Add MIG partitioning to give seven slices per card. Run KAI gang scheduling. Autoscale on queue depth. You typically pack three to four times more workloads into the same hardware. Drop the always-on count to two p4ds with Karpenter scaling up to four on Spot during peaks. Final bill: $28,000–$35,000 a month. The deltas published in production case studies hit 50–70% spend reductions reliably.

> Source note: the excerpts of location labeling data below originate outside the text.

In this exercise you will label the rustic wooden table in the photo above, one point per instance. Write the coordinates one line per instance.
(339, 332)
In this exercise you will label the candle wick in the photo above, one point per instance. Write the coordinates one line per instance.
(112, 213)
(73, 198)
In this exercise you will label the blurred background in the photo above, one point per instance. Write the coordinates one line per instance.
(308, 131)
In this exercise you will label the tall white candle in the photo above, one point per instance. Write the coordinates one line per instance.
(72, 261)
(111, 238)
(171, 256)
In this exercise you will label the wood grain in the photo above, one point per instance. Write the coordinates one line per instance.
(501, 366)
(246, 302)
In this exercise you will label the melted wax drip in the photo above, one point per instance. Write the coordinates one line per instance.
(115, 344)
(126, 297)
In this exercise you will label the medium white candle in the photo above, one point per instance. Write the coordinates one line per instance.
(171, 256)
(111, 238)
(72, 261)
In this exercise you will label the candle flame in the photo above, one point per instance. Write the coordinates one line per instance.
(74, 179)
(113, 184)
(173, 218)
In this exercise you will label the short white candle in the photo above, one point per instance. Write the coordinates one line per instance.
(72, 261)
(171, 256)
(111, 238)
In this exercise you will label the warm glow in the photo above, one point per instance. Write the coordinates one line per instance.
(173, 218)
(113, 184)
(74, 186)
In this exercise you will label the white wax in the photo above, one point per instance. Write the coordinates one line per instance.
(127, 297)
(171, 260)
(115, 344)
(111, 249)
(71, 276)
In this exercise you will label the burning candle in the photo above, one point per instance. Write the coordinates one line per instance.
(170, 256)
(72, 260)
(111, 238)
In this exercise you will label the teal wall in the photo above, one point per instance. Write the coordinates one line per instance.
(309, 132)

vLLM is the other lever. Its v0.8.0+ engine with FlashAttention 3 throws 4,741 tok/s through 2x H100 on GPT-OSS-120B at 100 concurrent requests. Continuous batching plus PagedAttention is roughly 24x the throughput of naive HuggingFace serving. If you're not running vLLM (or its newer sibling SGLang) on Kubernetes in 2026, you're paying for headroom you can't use.
What I'd build today
Start with EKS 1.34+ (or GKE Standard with DRA enabled). Install the NVIDIA GPU Operator v25.3.2 — it handles drivers, DCGM exporter, MIG configuration, and the DRA driver as one Helm release. Run Kueue at the cluster level for quotas. Put KAI underneath for AI workloads and keep kube-scheduler for everything else. Use Karpenter with a GPU NodePool that prefers Spot. Scale inference pods with KEDA on queue depth, never on GPU percent.

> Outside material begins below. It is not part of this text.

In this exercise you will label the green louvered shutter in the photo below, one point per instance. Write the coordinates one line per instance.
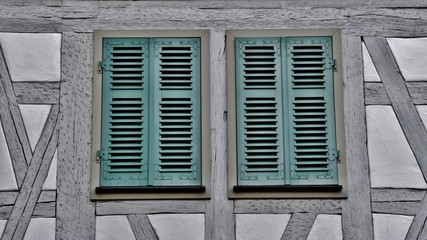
(176, 119)
(259, 112)
(124, 112)
(311, 119)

Two pieces of cluster hygiene matter more than the scheduler choice.
First: pod-level GPU resource requests must reflect real VRAM, not whole cards. DRA makes this possible. Your platform team enforces it.
Second: every GPU pod gets a Prometheus DCGM target and an SLO. If you can't see queue depth and P99 latency on one dashboard, you can't autoscale on the right signal.
Optimize the boring decisions. The exotic ones don't matter.